R-Drop - Regularized Dropout for Neural Networks

Dropout Layers：dropout比例、np.random.binomial二项相乘

2021.10.29 论文，微软：R-Drop - Regularized Dropout for Neural Networks，神经网络的正则化Dropout

Dropout在训练和推理时，存在不一致的问题，Dropout本质是集成学习(Ensemble Learning)，推理使用与训练近似的方式，只保证期望相同

R-Dropout将每个子模型的KL散度最小，普遍有效，微调任务改进，每个训练样本输入2次，最小化双向KL散度。

R-Drop减少训练和推理的不一致性，R-Dropout在18个数据集中实验，效果更好。

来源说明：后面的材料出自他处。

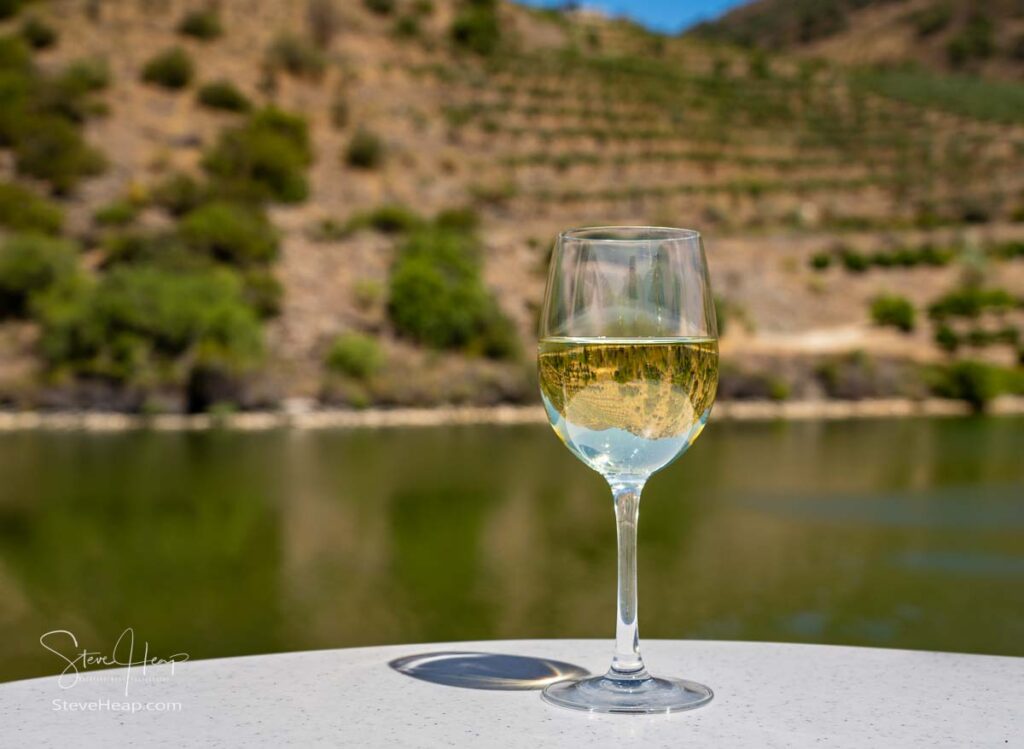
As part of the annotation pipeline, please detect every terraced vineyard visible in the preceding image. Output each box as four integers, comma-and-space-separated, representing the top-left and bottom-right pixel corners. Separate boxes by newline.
0, 0, 1024, 408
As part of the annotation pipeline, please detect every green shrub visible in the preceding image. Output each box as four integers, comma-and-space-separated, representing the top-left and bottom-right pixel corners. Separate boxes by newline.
152, 172, 208, 216
0, 182, 63, 235
178, 201, 278, 265
178, 10, 224, 41
388, 228, 518, 358
394, 15, 420, 39
203, 108, 312, 203
931, 361, 998, 412
0, 0, 28, 20
0, 234, 77, 317
362, 0, 394, 15
266, 34, 327, 79
0, 33, 32, 73
35, 265, 262, 382
345, 203, 423, 234
1010, 34, 1024, 61
853, 68, 1024, 122
142, 47, 196, 90
92, 199, 138, 226
20, 15, 57, 49
935, 324, 959, 353
871, 294, 915, 333
59, 57, 111, 93
451, 0, 502, 55
33, 58, 111, 123
928, 286, 1018, 320
840, 249, 871, 274
196, 81, 252, 112
345, 127, 384, 169
811, 252, 833, 271
14, 116, 106, 193
325, 333, 384, 380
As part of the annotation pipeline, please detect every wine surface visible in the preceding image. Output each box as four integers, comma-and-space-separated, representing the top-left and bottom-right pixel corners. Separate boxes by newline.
538, 338, 718, 477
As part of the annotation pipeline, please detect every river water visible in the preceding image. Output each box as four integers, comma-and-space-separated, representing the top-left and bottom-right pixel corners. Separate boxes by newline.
0, 417, 1024, 680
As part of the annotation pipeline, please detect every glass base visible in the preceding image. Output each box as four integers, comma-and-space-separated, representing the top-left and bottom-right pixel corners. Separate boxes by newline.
541, 675, 714, 714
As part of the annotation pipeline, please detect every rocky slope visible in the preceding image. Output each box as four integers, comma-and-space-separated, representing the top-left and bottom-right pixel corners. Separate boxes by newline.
0, 0, 1024, 409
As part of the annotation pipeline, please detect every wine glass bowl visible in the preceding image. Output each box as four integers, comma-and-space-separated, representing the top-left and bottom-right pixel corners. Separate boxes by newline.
538, 226, 718, 713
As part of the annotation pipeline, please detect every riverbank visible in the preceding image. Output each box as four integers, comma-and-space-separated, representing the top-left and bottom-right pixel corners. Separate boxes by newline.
0, 396, 1024, 431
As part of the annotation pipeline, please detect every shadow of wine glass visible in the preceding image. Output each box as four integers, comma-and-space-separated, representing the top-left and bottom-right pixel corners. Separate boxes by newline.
388, 652, 590, 691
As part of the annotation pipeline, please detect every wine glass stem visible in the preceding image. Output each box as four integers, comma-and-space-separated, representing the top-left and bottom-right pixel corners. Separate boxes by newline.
608, 481, 648, 680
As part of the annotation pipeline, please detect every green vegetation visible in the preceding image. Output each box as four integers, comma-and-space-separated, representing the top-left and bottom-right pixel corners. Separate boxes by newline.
928, 286, 1021, 322
203, 107, 312, 203
14, 116, 106, 193
178, 9, 224, 41
196, 81, 252, 112
325, 333, 384, 380
362, 0, 394, 15
810, 244, 954, 273
394, 15, 420, 39
37, 58, 111, 123
926, 360, 1024, 412
451, 0, 502, 55
871, 294, 914, 333
266, 34, 327, 79
20, 15, 57, 49
810, 252, 833, 271
0, 182, 63, 235
142, 47, 196, 91
853, 68, 1024, 123
178, 201, 278, 267
151, 172, 208, 216
0, 36, 105, 193
37, 265, 262, 383
388, 227, 518, 359
345, 127, 384, 169
0, 234, 77, 318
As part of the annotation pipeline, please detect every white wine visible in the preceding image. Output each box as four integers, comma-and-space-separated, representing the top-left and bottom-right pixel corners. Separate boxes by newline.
538, 338, 718, 478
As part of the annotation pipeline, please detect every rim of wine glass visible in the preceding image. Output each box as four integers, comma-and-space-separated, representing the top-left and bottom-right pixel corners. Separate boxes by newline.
558, 225, 700, 242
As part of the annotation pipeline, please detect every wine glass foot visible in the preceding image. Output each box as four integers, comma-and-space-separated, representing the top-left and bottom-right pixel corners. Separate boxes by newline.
541, 675, 714, 714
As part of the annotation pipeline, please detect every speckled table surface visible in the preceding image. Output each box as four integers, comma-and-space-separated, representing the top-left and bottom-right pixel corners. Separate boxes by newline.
0, 640, 1024, 749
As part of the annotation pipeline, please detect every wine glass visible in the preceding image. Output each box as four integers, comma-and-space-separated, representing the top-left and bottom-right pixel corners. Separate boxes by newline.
538, 226, 718, 713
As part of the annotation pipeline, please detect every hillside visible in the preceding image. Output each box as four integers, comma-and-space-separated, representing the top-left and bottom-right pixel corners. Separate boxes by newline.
0, 0, 1024, 411
693, 0, 1024, 80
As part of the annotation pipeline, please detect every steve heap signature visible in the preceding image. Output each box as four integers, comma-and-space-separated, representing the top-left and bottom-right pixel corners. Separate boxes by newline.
39, 627, 188, 696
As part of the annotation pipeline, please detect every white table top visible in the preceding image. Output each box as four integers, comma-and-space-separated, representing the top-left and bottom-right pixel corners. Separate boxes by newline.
0, 640, 1024, 749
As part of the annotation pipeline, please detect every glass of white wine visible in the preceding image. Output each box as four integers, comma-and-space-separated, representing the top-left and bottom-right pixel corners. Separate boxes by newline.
538, 226, 718, 713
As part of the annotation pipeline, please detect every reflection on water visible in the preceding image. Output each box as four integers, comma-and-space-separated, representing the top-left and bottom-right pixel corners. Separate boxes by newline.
0, 418, 1024, 679
388, 652, 590, 691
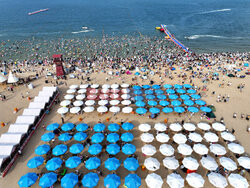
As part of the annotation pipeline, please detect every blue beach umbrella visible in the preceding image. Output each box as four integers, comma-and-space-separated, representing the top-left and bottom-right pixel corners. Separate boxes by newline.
35, 144, 50, 155
104, 157, 121, 170
82, 172, 99, 188
104, 174, 121, 188
39, 172, 57, 188
76, 123, 89, 132
125, 174, 141, 188
74, 132, 88, 142
41, 132, 55, 142
106, 144, 120, 155
61, 173, 78, 188
45, 157, 63, 171
107, 133, 120, 143
18, 172, 38, 187
61, 123, 75, 131
122, 144, 136, 155
69, 143, 84, 154
88, 144, 102, 155
91, 133, 105, 144
123, 157, 140, 171
85, 157, 101, 170
27, 156, 44, 168
52, 144, 68, 156
46, 123, 60, 131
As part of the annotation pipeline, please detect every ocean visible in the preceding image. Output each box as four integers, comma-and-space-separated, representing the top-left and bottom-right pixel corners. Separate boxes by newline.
0, 0, 250, 52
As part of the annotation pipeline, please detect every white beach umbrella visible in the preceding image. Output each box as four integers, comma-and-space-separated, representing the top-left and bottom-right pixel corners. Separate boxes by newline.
200, 155, 218, 171
220, 131, 236, 142
169, 123, 182, 132
144, 157, 160, 171
186, 173, 205, 188
141, 133, 154, 143
193, 144, 208, 155
156, 133, 169, 143
154, 123, 167, 132
228, 173, 249, 188
238, 156, 250, 169
145, 173, 163, 188
219, 157, 237, 171
188, 133, 202, 142
141, 144, 156, 156
173, 133, 187, 144
212, 122, 226, 131
182, 157, 199, 170
227, 143, 245, 154
197, 122, 211, 131
139, 123, 151, 132
208, 172, 228, 188
177, 144, 193, 155
159, 144, 174, 156
167, 173, 184, 188
204, 132, 219, 142
209, 144, 227, 155
162, 156, 180, 170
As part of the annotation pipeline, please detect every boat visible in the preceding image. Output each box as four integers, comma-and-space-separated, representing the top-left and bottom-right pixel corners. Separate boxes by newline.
28, 8, 49, 15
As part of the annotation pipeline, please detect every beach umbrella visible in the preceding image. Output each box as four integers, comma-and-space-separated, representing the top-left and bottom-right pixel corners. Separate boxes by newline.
159, 144, 175, 156
144, 157, 160, 171
41, 132, 55, 142
145, 173, 163, 188
238, 156, 250, 169
209, 144, 227, 155
200, 155, 218, 171
74, 132, 88, 142
61, 123, 75, 131
45, 157, 63, 171
228, 173, 249, 188
61, 173, 78, 188
141, 144, 156, 156
169, 123, 182, 132
27, 156, 44, 168
156, 133, 169, 143
162, 156, 180, 170
46, 123, 60, 131
186, 173, 205, 188
85, 157, 101, 170
193, 144, 208, 155
162, 107, 173, 114
69, 143, 84, 154
136, 108, 147, 114
104, 174, 121, 188
177, 144, 193, 155
104, 157, 121, 170
167, 173, 184, 188
91, 133, 105, 144
173, 133, 187, 144
35, 144, 50, 155
174, 106, 185, 113
88, 144, 102, 155
39, 172, 57, 188
106, 144, 120, 155
219, 157, 237, 171
18, 172, 38, 187
93, 123, 106, 132
182, 157, 199, 170
107, 133, 120, 143
82, 172, 99, 188
58, 133, 72, 142
76, 123, 89, 132
141, 133, 154, 143
183, 123, 196, 131
123, 157, 140, 171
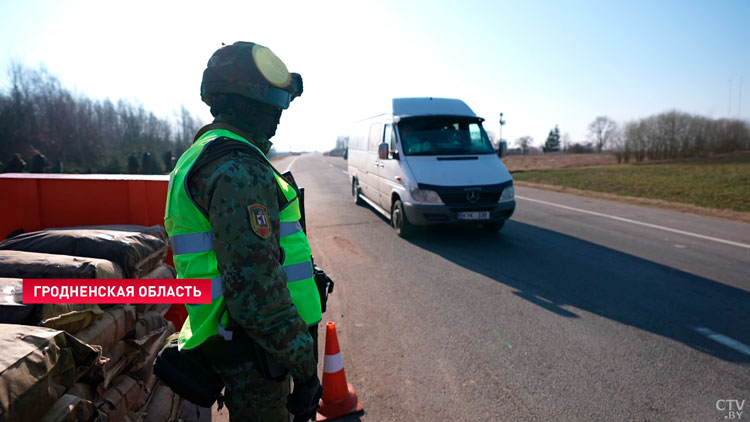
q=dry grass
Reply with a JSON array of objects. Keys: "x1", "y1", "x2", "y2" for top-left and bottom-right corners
[
  {"x1": 504, "y1": 153, "x2": 750, "y2": 223},
  {"x1": 502, "y1": 152, "x2": 617, "y2": 171}
]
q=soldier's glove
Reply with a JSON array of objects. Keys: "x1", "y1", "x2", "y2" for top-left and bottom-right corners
[{"x1": 286, "y1": 374, "x2": 323, "y2": 422}]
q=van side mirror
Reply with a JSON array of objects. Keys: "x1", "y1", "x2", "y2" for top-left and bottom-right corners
[
  {"x1": 497, "y1": 141, "x2": 508, "y2": 158},
  {"x1": 378, "y1": 142, "x2": 388, "y2": 160}
]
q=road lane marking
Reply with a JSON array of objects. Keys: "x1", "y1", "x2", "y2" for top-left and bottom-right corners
[
  {"x1": 284, "y1": 155, "x2": 299, "y2": 173},
  {"x1": 516, "y1": 195, "x2": 750, "y2": 249},
  {"x1": 694, "y1": 327, "x2": 750, "y2": 356}
]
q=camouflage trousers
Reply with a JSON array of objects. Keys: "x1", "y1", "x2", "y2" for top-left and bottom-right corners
[
  {"x1": 211, "y1": 354, "x2": 289, "y2": 422},
  {"x1": 200, "y1": 337, "x2": 289, "y2": 422}
]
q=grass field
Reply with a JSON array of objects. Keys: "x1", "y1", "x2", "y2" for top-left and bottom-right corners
[{"x1": 509, "y1": 153, "x2": 750, "y2": 212}]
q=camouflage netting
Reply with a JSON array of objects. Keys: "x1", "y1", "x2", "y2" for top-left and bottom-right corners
[{"x1": 0, "y1": 226, "x2": 210, "y2": 422}]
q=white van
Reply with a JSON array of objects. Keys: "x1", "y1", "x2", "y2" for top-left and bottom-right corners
[{"x1": 348, "y1": 97, "x2": 516, "y2": 237}]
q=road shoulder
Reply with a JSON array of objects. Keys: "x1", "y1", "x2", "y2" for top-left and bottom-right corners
[{"x1": 514, "y1": 181, "x2": 750, "y2": 223}]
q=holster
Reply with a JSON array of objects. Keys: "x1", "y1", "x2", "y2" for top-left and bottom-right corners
[
  {"x1": 154, "y1": 334, "x2": 224, "y2": 408},
  {"x1": 200, "y1": 315, "x2": 288, "y2": 381},
  {"x1": 313, "y1": 264, "x2": 334, "y2": 312}
]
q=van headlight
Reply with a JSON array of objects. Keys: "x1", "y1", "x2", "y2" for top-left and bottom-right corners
[
  {"x1": 410, "y1": 188, "x2": 443, "y2": 204},
  {"x1": 498, "y1": 186, "x2": 515, "y2": 202}
]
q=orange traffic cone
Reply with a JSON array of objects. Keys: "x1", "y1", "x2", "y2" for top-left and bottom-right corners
[{"x1": 315, "y1": 322, "x2": 362, "y2": 421}]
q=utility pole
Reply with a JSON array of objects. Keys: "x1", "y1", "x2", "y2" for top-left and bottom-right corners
[
  {"x1": 497, "y1": 112, "x2": 505, "y2": 142},
  {"x1": 737, "y1": 76, "x2": 742, "y2": 119},
  {"x1": 727, "y1": 79, "x2": 732, "y2": 118}
]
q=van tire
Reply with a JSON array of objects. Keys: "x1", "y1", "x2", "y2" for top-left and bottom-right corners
[
  {"x1": 391, "y1": 199, "x2": 414, "y2": 239},
  {"x1": 482, "y1": 221, "x2": 505, "y2": 233},
  {"x1": 352, "y1": 178, "x2": 365, "y2": 205}
]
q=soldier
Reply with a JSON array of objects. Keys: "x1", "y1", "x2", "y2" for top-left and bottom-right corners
[
  {"x1": 31, "y1": 151, "x2": 49, "y2": 173},
  {"x1": 161, "y1": 149, "x2": 174, "y2": 173},
  {"x1": 128, "y1": 151, "x2": 138, "y2": 174},
  {"x1": 165, "y1": 42, "x2": 322, "y2": 422},
  {"x1": 5, "y1": 153, "x2": 26, "y2": 173}
]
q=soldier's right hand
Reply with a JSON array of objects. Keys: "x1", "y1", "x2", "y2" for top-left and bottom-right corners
[{"x1": 286, "y1": 374, "x2": 323, "y2": 422}]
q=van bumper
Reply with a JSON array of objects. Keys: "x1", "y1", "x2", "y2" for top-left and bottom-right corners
[{"x1": 404, "y1": 199, "x2": 516, "y2": 226}]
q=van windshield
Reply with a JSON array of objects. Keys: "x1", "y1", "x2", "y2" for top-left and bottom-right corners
[{"x1": 398, "y1": 117, "x2": 495, "y2": 155}]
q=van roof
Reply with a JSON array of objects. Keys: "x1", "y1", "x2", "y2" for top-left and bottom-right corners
[{"x1": 393, "y1": 97, "x2": 477, "y2": 117}]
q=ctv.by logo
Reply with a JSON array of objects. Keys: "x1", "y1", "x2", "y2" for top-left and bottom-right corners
[{"x1": 716, "y1": 400, "x2": 745, "y2": 420}]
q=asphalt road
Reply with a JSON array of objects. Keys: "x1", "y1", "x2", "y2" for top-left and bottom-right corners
[
  {"x1": 276, "y1": 154, "x2": 750, "y2": 421},
  {"x1": 214, "y1": 154, "x2": 750, "y2": 421}
]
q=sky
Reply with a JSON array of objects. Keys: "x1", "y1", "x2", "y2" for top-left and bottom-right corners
[{"x1": 0, "y1": 0, "x2": 750, "y2": 151}]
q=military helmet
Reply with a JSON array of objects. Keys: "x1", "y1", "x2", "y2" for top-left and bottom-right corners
[{"x1": 201, "y1": 41, "x2": 302, "y2": 109}]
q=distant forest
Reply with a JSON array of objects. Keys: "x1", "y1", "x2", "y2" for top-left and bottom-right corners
[{"x1": 0, "y1": 63, "x2": 204, "y2": 174}]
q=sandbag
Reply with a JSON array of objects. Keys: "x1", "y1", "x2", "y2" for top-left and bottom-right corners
[
  {"x1": 0, "y1": 250, "x2": 123, "y2": 278},
  {"x1": 76, "y1": 305, "x2": 135, "y2": 353},
  {"x1": 128, "y1": 323, "x2": 174, "y2": 379},
  {"x1": 122, "y1": 410, "x2": 146, "y2": 422},
  {"x1": 132, "y1": 373, "x2": 159, "y2": 412},
  {"x1": 53, "y1": 224, "x2": 169, "y2": 242},
  {"x1": 40, "y1": 307, "x2": 102, "y2": 334},
  {"x1": 0, "y1": 324, "x2": 101, "y2": 421},
  {"x1": 83, "y1": 340, "x2": 135, "y2": 394},
  {"x1": 65, "y1": 382, "x2": 98, "y2": 402},
  {"x1": 177, "y1": 399, "x2": 216, "y2": 422},
  {"x1": 96, "y1": 375, "x2": 142, "y2": 421},
  {"x1": 141, "y1": 263, "x2": 177, "y2": 280},
  {"x1": 146, "y1": 384, "x2": 182, "y2": 422},
  {"x1": 0, "y1": 226, "x2": 169, "y2": 278},
  {"x1": 0, "y1": 278, "x2": 98, "y2": 326},
  {"x1": 0, "y1": 278, "x2": 34, "y2": 325},
  {"x1": 135, "y1": 311, "x2": 174, "y2": 338},
  {"x1": 40, "y1": 394, "x2": 96, "y2": 422}
]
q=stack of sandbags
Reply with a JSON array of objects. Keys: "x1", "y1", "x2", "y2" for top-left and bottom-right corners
[
  {"x1": 0, "y1": 226, "x2": 169, "y2": 278},
  {"x1": 0, "y1": 324, "x2": 102, "y2": 421},
  {"x1": 0, "y1": 226, "x2": 197, "y2": 422},
  {"x1": 0, "y1": 278, "x2": 102, "y2": 334},
  {"x1": 37, "y1": 305, "x2": 182, "y2": 422}
]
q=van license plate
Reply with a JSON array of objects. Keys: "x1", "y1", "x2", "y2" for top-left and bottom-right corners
[{"x1": 458, "y1": 211, "x2": 490, "y2": 220}]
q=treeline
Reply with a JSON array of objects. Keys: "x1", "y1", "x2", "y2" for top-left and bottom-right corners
[
  {"x1": 0, "y1": 63, "x2": 203, "y2": 174},
  {"x1": 611, "y1": 111, "x2": 750, "y2": 162}
]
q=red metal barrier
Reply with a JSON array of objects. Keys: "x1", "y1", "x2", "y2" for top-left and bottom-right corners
[
  {"x1": 0, "y1": 173, "x2": 186, "y2": 330},
  {"x1": 0, "y1": 173, "x2": 169, "y2": 240}
]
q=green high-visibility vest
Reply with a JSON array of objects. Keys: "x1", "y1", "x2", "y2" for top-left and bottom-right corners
[{"x1": 164, "y1": 129, "x2": 321, "y2": 349}]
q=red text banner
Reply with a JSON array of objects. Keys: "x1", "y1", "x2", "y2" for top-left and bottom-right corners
[{"x1": 23, "y1": 278, "x2": 211, "y2": 304}]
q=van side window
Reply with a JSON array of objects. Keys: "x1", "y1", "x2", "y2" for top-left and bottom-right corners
[
  {"x1": 469, "y1": 123, "x2": 485, "y2": 148},
  {"x1": 367, "y1": 123, "x2": 383, "y2": 151},
  {"x1": 383, "y1": 125, "x2": 398, "y2": 152}
]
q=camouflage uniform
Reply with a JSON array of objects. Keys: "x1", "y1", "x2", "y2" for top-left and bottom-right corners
[{"x1": 188, "y1": 123, "x2": 316, "y2": 422}]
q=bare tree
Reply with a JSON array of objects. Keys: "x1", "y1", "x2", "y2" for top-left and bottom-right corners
[
  {"x1": 589, "y1": 116, "x2": 617, "y2": 152},
  {"x1": 516, "y1": 136, "x2": 534, "y2": 155}
]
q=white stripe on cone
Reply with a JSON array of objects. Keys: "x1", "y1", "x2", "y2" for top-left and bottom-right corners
[{"x1": 323, "y1": 352, "x2": 344, "y2": 374}]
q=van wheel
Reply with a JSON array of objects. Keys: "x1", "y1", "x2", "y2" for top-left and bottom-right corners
[
  {"x1": 391, "y1": 199, "x2": 414, "y2": 239},
  {"x1": 352, "y1": 179, "x2": 364, "y2": 205},
  {"x1": 482, "y1": 221, "x2": 505, "y2": 233}
]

同一个样本，输入两个不同的dropout网络，最小化两个KL散度，保持一致。

Loss，L = NLL + KL：

NLL：Negative Log-Likelihood Loss，负的对数释然损失
KL：KL-divergence Loss，KL散度损失

提升BatchSize，再切分成2份，可以降低训练成本，测试成本没有差异。

KL 散度约束，比直接提升batchsize到2倍效果提升较多。

Conv2D

面试题：

卷积层：torch.nn.Conv2d(in_channels=2, out_channels=4, kernel_size=3, padding="same")
问：参数weight的参数量、偏移bias的参数量
答：torch.Size([4, 2, 3, 3])、torch.Size([4])

Depth-wise Convolution的原理是什么？降低计算量，没有混合channel
卷积层：torch.nn.Conv2d(in_channels=2, out_channels=4, kernel_size=3, padding="same", groups=2)
问：参数weight的参数量、偏移bias的参数量
答：torch.Size([4, 1, 3, 3])、torch.Size([4])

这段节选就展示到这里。